In 1949, Axelrod moved to the National Heart Institute at the National Institutes of Health and continued his research, directing experiments on the effects of ascorbic acid (Vitamin C) on drug metabolism. After working with analgesics, Axelrod became increasingly interested in the "sympathomimetic amines," a phrase coined in 1910 by the British pharmacologists George Barger and Henry Hallett Dale. This group of drugs, which include caffeine, amphetamine, mescaline, and ephedrine, mimics the chemical behavior of hormones in the nervous system, including epinephrine, norepinephrine, dopamine, and serotonin.

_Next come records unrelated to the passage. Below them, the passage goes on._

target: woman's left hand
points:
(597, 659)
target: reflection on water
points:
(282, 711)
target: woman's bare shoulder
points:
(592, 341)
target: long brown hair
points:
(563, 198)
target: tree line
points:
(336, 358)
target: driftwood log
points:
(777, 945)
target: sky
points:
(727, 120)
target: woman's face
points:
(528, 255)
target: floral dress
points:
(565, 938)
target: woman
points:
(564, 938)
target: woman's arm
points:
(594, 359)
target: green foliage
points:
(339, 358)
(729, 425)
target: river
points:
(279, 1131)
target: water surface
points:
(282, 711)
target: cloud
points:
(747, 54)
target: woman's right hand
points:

From January 1950 through March 1951, Axelrod studied the effects of caffeine on behavior and developed new methods for measuring caffeine metabolism in the blood. Viewers can read, in the Documents section, his experiments with popular coffee brands taken from Axelrod's extensive collection of original laboratory notebooks. Beginning in 1951, Axelrod conducted research on codeine, ephedrine, methamphetamine, and morphine. In 1953 and 1954, he published comparative studies of the metabolism and disposition of these drugs.

Axelrod was also among the first U.S. scientists to conduct scientific experiments on the metabolism of lysergic acid diethylamide-25 (known colloquially as LSD), which he studied in-depth from September 1954 through March 1958. LSD, a hallucinogenic drug, sparked both scientific and legal controversy after its synthesis had garnered significant media attention. Despite the drug's notoriety, Axelrod's research on LSD in the 1950s did not turn him into a figure in the emerging counterculture of the 1960s. He was not, for example, associated with scientists like Timothy Leary, the psychologist who was fired from Harvard University after he promoted LSD use through his famous phrase "tune in, turn on, drop out."